Nonsense, claimed the locals I spoke to along the high street, which is lined with pretty tearooms, indie gift shops and Tudor houses that overhang the pavements.
“I love to see tourists here, I think it’s good for our wellbeing seeing people out and about,” said resident Caroline Goddard. “To be honest, we probably wouldn’t have these shops and tearooms if it weren’t for them, so you won’t hear me nimbying.”
Shere certainly has a gentle buzz about it, and how many villages can you say that about these days? Many of its size would struggle to support even one pub, but Shere has two – the White Horse and the William Bray – both of which are open before noon.
“There’s loads going on, it’s a proper village,” said Goddard. “We have a cinema club twice a month in the village hall, Pilates, yoga, stream bathing in winter. All kinds of wacky stuff. If you want a busy village, this is the place to be.”
However, in that very English way there is discontent about parking; a sense that, while tourists are welcome, their cars aren’t.
“That’s where the issue lies,” said Goddard. “Some people who don’t have parking are getting quite irate. There’s a lot of inconsiderate parking going on, too. I’ve had tourists park on my drive.”
It’s not just tourists, though. One local man, a long-time resident who wished to remain nameless, pointed a finger at recent “incomers”, outsiders who bought into the chocolate-box dream and brought their his-and-hers Range Rovers along for the ride. Most of which, of course, have never seen mud. Not here, in Surrey.
SUVs notwithstanding, Shere was making me come over all nostalgic. Something about the babbling brook, the cosy tearooms, the Christmas lights, the jolly locals. It’s been featured in countless films, of course, mostly the schmaltzy ones, like Bridget Jones’s Diary and Four Weddings and a Funeral.
Film crews love it here for the same reason everyone else does – because it’s close to London but a world away. You can live out the rural dream and still commute to the city (as another of The Holiday’s protagonists – Kate Winslet’s Iris, a columnist for The Telegraph – does).
Before heading back to the city myself, I had a cuppa in Hilly’s Teashop, where the tea is served loose leaf, in bone china and with an hourglass timer so you know when it’s steeped.

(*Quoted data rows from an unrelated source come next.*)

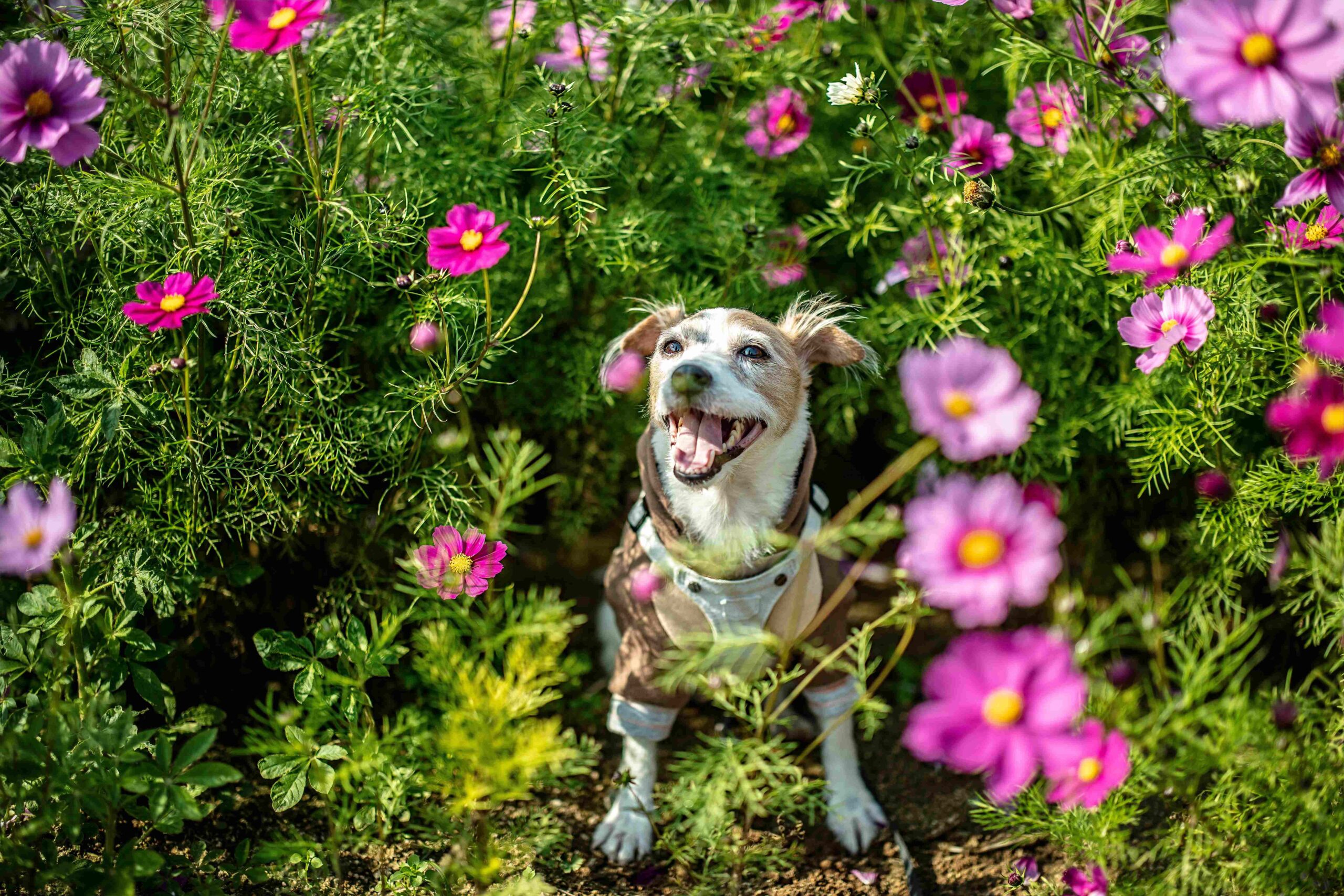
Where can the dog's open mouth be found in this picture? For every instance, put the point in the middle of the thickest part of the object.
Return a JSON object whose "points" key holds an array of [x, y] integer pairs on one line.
{"points": [[702, 442]]}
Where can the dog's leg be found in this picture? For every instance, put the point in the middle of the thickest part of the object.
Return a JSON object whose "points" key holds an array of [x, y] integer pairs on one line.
{"points": [[627, 832], [853, 815]]}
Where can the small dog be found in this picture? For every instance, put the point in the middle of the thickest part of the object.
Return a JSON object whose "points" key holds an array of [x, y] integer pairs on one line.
{"points": [[726, 471]]}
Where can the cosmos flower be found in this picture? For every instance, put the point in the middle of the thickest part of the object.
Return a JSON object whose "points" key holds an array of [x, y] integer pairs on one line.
{"points": [[976, 150], [166, 305], [574, 46], [780, 124], [1163, 258], [978, 549], [46, 97], [469, 244], [999, 703], [1320, 140], [32, 532], [270, 26], [970, 397], [1160, 323], [1043, 114], [1254, 61], [459, 563]]}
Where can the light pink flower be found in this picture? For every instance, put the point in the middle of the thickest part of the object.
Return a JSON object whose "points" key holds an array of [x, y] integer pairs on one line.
{"points": [[1160, 323], [459, 563], [166, 305], [978, 549], [469, 244], [780, 124], [1163, 258], [1000, 704], [970, 397]]}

A proper brew.
Like Shere itself, there was something quietly grounding about the ritual of taking tea this way. A sense of occasion. Of tradition. Not for the first time that day, I found myself leaning into the cliché of it all, giving in to old English nostalgia. Well, it is nearly Christmas after all.
How to get there
Curry favour with the locals by taking the train to neighbouring Gomshall and walking to Shere, which takes about 15 minutes.
Where to stay
Rookery Nook B&B (07946756344) is housed in a low-beamed 15th-century property opposite St James’s Church, where they filmed some of Bridget Jones’s Diary: Edge of Reason. Doubles from £160, including breakfast.
Where to eat
What to do
Shere sits in a fold in the Surrey Hills and is a good base for hiking and biking. The hyper-local Shere Museum chronicles the area’s history. The high street has a handful of indie shops and tearooms, including Hilly’s.